ToolTrajectory needs both the expected tool calls (from expectations["expected_tool_calls"]) and the actual tool calls the agent made. It resolves the actual calls in this order:

expectations["actual_tool_calls"] when present. Useful for offline evaluation where you've captured tool calls as data.
TOOL spans on the MLflow trace. When no explicit override is provided, the scorer walks the trace and reads tool calls from spans tagged as TOOL. This is the path for live evaluations that pass a trace directly or use mlflow.genai.evaluate(predict_fn=...).
Empty list. If neither is available, the scorer compares the expected list against an empty actual list, which results in a 0.0 score for non-empty expectations.

Pair this with the MLflow Tracing integration for a fully online setup: ADK emits OTel spans during agent execution, MLflow ingests them, and the scorers read tool calls back out of the trace without any explicit data plumbing.

LLM-judge configuration¶

ResponseEvaluation and Hallucination take a Gemini model ID, a pass/fail threshold, and a sample count for majority voting:

from mlflow.genai.scorers.google_adk import Hallucination, ResponseEvaluation

response_eval = ResponseEvaluation(
    model="gemini-2.5-flash",
    threshold=0.5,
    num_samples=5,
)

hallucination = Hallucination(model="gemini-2.5-flash", threshold=0.5)

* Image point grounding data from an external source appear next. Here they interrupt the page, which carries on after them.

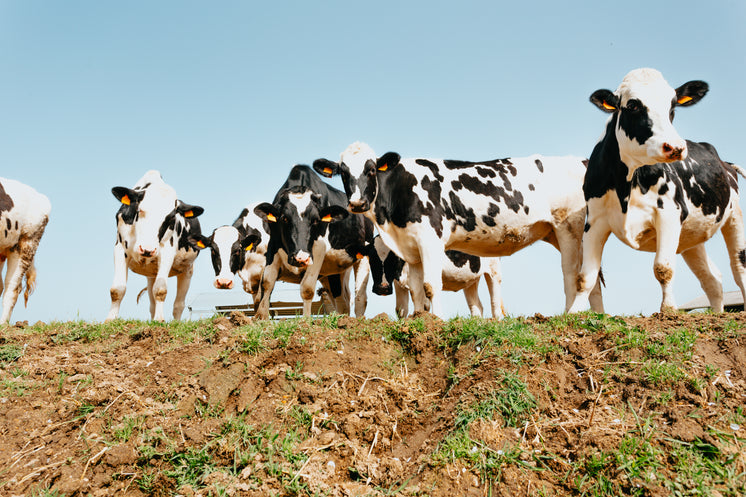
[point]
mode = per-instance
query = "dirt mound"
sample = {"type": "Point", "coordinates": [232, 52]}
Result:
{"type": "Point", "coordinates": [567, 405]}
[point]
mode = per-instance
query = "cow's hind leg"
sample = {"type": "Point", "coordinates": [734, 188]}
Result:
{"type": "Point", "coordinates": [707, 273]}
{"type": "Point", "coordinates": [736, 243]}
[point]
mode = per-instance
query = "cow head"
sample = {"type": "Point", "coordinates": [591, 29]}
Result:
{"type": "Point", "coordinates": [298, 219]}
{"type": "Point", "coordinates": [358, 167]}
{"type": "Point", "coordinates": [643, 110]}
{"type": "Point", "coordinates": [229, 248]}
{"type": "Point", "coordinates": [385, 267]}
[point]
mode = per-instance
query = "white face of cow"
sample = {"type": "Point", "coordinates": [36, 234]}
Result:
{"type": "Point", "coordinates": [643, 107]}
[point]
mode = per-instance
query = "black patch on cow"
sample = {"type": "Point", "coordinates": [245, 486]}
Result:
{"type": "Point", "coordinates": [460, 259]}
{"type": "Point", "coordinates": [6, 203]}
{"type": "Point", "coordinates": [635, 121]}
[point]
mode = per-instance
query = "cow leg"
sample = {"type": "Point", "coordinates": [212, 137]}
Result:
{"type": "Point", "coordinates": [17, 266]}
{"type": "Point", "coordinates": [266, 285]}
{"type": "Point", "coordinates": [736, 243]}
{"type": "Point", "coordinates": [707, 273]}
{"type": "Point", "coordinates": [119, 286]}
{"type": "Point", "coordinates": [471, 293]}
{"type": "Point", "coordinates": [593, 246]}
{"type": "Point", "coordinates": [362, 273]}
{"type": "Point", "coordinates": [402, 299]}
{"type": "Point", "coordinates": [182, 287]}
{"type": "Point", "coordinates": [493, 278]}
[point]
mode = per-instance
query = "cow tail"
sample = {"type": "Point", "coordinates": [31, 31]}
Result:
{"type": "Point", "coordinates": [30, 283]}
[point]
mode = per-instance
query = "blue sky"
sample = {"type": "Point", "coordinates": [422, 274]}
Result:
{"type": "Point", "coordinates": [224, 97]}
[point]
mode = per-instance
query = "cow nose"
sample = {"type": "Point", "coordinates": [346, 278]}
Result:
{"type": "Point", "coordinates": [673, 153]}
{"type": "Point", "coordinates": [145, 252]}
{"type": "Point", "coordinates": [223, 284]}
{"type": "Point", "coordinates": [358, 205]}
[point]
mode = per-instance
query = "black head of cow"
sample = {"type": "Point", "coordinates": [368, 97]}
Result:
{"type": "Point", "coordinates": [385, 267]}
{"type": "Point", "coordinates": [298, 218]}
{"type": "Point", "coordinates": [359, 169]}
{"type": "Point", "coordinates": [643, 111]}
{"type": "Point", "coordinates": [228, 248]}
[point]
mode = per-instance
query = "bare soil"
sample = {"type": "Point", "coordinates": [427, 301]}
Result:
{"type": "Point", "coordinates": [371, 404]}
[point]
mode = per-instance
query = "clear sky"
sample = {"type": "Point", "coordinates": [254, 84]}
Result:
{"type": "Point", "coordinates": [224, 97]}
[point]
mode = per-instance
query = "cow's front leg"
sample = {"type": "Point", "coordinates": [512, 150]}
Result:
{"type": "Point", "coordinates": [17, 266]}
{"type": "Point", "coordinates": [593, 246]}
{"type": "Point", "coordinates": [119, 285]}
{"type": "Point", "coordinates": [183, 281]}
{"type": "Point", "coordinates": [668, 230]}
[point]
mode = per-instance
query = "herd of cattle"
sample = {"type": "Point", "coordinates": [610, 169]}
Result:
{"type": "Point", "coordinates": [441, 224]}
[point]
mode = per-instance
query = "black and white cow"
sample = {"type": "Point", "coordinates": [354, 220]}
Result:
{"type": "Point", "coordinates": [310, 230]}
{"type": "Point", "coordinates": [153, 230]}
{"type": "Point", "coordinates": [24, 214]}
{"type": "Point", "coordinates": [658, 192]}
{"type": "Point", "coordinates": [423, 207]}
{"type": "Point", "coordinates": [240, 250]}
{"type": "Point", "coordinates": [460, 272]}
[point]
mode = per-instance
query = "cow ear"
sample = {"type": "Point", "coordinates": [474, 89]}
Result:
{"type": "Point", "coordinates": [690, 93]}
{"type": "Point", "coordinates": [387, 161]}
{"type": "Point", "coordinates": [333, 213]}
{"type": "Point", "coordinates": [126, 195]}
{"type": "Point", "coordinates": [605, 100]}
{"type": "Point", "coordinates": [200, 242]}
{"type": "Point", "coordinates": [326, 167]}
{"type": "Point", "coordinates": [266, 211]}
{"type": "Point", "coordinates": [187, 210]}
{"type": "Point", "coordinates": [251, 241]}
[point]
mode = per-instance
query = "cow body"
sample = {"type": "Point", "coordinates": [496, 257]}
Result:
{"type": "Point", "coordinates": [311, 232]}
{"type": "Point", "coordinates": [460, 272]}
{"type": "Point", "coordinates": [423, 207]}
{"type": "Point", "coordinates": [24, 214]}
{"type": "Point", "coordinates": [153, 230]}
{"type": "Point", "coordinates": [657, 192]}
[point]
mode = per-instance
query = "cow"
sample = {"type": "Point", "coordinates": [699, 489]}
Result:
{"type": "Point", "coordinates": [24, 214]}
{"type": "Point", "coordinates": [658, 192]}
{"type": "Point", "coordinates": [460, 272]}
{"type": "Point", "coordinates": [153, 230]}
{"type": "Point", "coordinates": [311, 230]}
{"type": "Point", "coordinates": [423, 207]}
{"type": "Point", "coordinates": [240, 250]}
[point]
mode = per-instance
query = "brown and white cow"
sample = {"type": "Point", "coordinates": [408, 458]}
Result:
{"type": "Point", "coordinates": [658, 192]}
{"type": "Point", "coordinates": [423, 207]}
{"type": "Point", "coordinates": [461, 272]}
{"type": "Point", "coordinates": [24, 214]}
{"type": "Point", "coordinates": [153, 230]}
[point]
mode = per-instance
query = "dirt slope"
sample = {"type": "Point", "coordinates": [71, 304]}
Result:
{"type": "Point", "coordinates": [571, 405]}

The model must be a name that ADK's LlmRegistry can resolve, such as gemini-2.5-flash or gemini-2.5-pro. MLflow model URIs like databricks or openai:/gpt-4o aren't supported here because ADK's evaluators wire directly into Google's model registry.

Safety runs through Vertex AI's managed SAFETY metric. It requires GOOGLE_CLOUD_PROJECT, GOOGLE_CLOUD_LOCATION, and gcloud auth application-default login (or a service account):

from mlflow.genai.scorers.google_adk import Safety

safety = Safety(threshold=0.5)

When auth is missing, the LLM-judge scorers return a Feedback with an error field rather than raising. Evaluation runs continue and surface the misconfiguration per sample.